We went on to deal with some of her issues, but it left me wondering whether this a recurrent theme in art, and whether with enough skill you could work out the state of the  artist's mind by examining what they produced.

And whether it doesn't just apply to artists, whether what all of us produce personally and collectively actually reflects our inner states. Perhaps culture is a by-product of the collective psyche. 

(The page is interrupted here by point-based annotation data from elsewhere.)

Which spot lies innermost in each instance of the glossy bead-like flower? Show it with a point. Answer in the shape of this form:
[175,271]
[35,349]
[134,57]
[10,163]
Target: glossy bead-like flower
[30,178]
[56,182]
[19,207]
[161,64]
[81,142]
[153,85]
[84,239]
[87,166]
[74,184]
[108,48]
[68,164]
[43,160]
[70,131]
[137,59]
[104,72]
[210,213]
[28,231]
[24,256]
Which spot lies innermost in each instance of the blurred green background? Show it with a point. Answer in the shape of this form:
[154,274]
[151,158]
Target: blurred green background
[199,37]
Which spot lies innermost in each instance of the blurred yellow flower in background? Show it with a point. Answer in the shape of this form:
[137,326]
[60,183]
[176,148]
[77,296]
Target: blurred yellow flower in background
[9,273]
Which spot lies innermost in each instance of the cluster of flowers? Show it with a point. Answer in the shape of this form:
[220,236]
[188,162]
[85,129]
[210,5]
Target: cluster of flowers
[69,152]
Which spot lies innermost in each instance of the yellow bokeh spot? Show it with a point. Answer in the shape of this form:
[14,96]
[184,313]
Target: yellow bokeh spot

Changing the artist's mind

It also brings up some issues specifically related to hypnotherapy. This woman is successful precisely because her art reflects her artist's mind. What happens to her art if I take away the issues that are driving her? Am I destroying her artistic source? Will I make her unemployed? Or perhaps she will use her existing talents to produce a different kind of art? Will her new artist's mind produce a new artist's output? 

The ethical implications of changing personalities and attitudes are quite profound. What happens if what I do causes a man to no longer put up with his wife's behaviour? Suppose I change a person's limiting beliefs and they go out and start a business, and fail at it? Is my hypnosis ethical?